I've been hoping to see more discussion of this paper. I've been thinking about it a lot since I read it yesterday.

Yes, it's a small number of individuals and they skew towards older(youngest was 53, I believe), but the implications are pretty bad if I'm reading it correctly.

@BE @fitterhappierAJ

At this stage of the game, it strikes me as really weird to characterize a finding like this as having bad implications. The bad implications about Covid were plain from the nakedly obvious epidemiological fact we're up to our noses in corpses and cripples and contagion - this merely proposes a hypothesis and evidence for it as to why the obvious is happening.

It is a logical fault to refuse to believe the existence of a phenomenon for which there is good evidence, just because one doesn't know the mechanism of that phenomenon yet.

The *real* bad implication of this study, like every other study that finds evidence of COVID anywhere besides the superficial membranes of the respiratory system, is just how wedded medical practice and the culture of medicine is to exactly that logical error.

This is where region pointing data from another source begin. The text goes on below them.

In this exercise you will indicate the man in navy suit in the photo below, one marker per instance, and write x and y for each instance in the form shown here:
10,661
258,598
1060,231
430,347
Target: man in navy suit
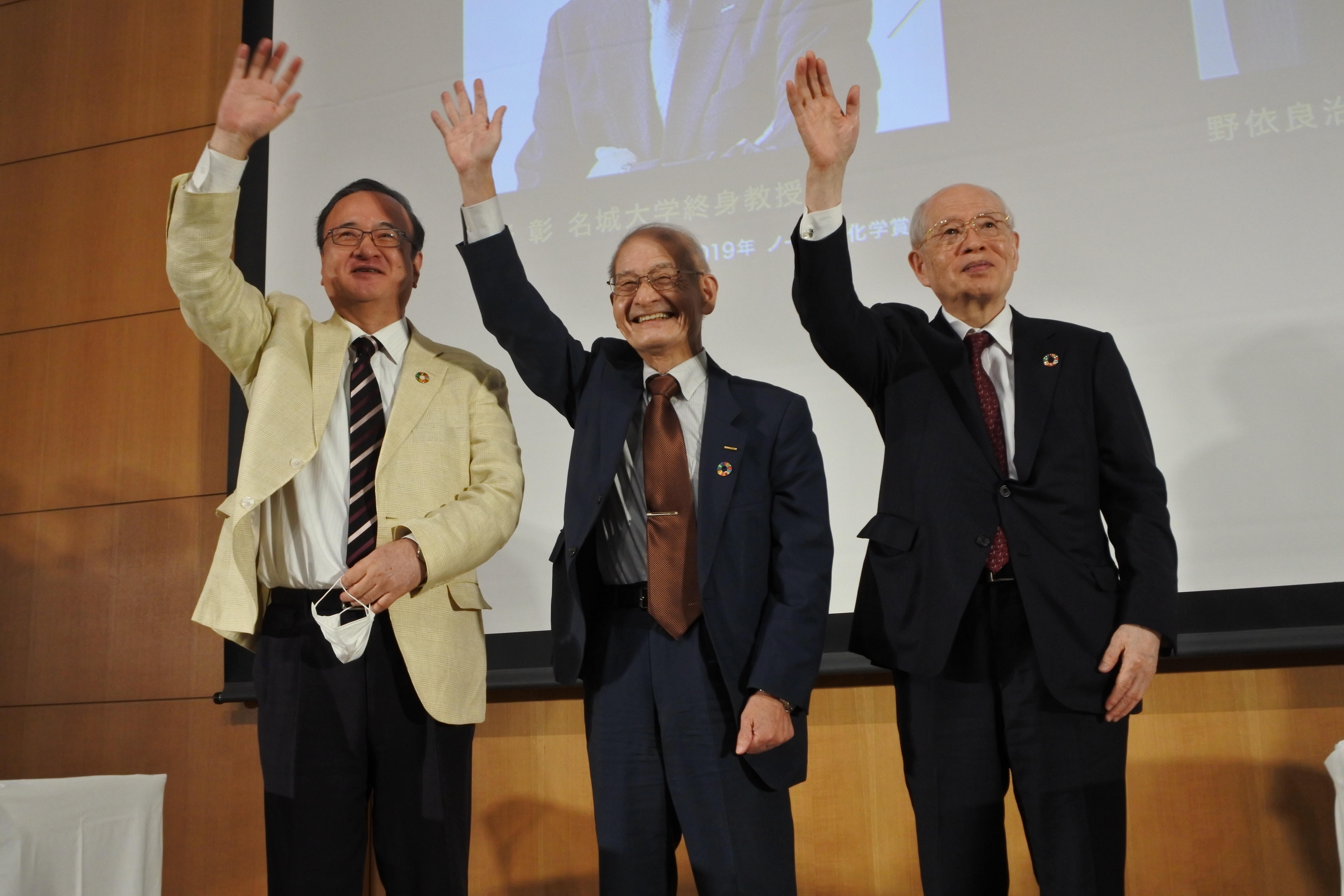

That live, replicating SARS-CoV-2 was hiding somewhere in the body was always the parsimonious explanation of failure to recover from acute COVID.

@siderea @fitterhappierAJ

Who's refusing to believe the existence of corpses cripples and contagion? Not me. Not Dr Leonardi.

I think you're wildly missing the point here. Without a mechanism you can't solve it. Some mechanisms are worse than others.

Live SARS across your body, replicating, was not always the only explanation. In fact, I will still argue that there's multiple causes and this is just one.

@BE @fitterhappierAJ I am glad you understand all those things. They don't quite jibe with what you initially said.

@siderea @fitterhappierAJ

It does jibe, though, because as I said "Some mechanisms are worse than others" so therefore you can assume that I believe this one has particularly bad implications for everyone out there getting COVID.

There's lots of doctors on Mastodon doing a much better job discussing the implications of this article now than I could, so I'll leave it there.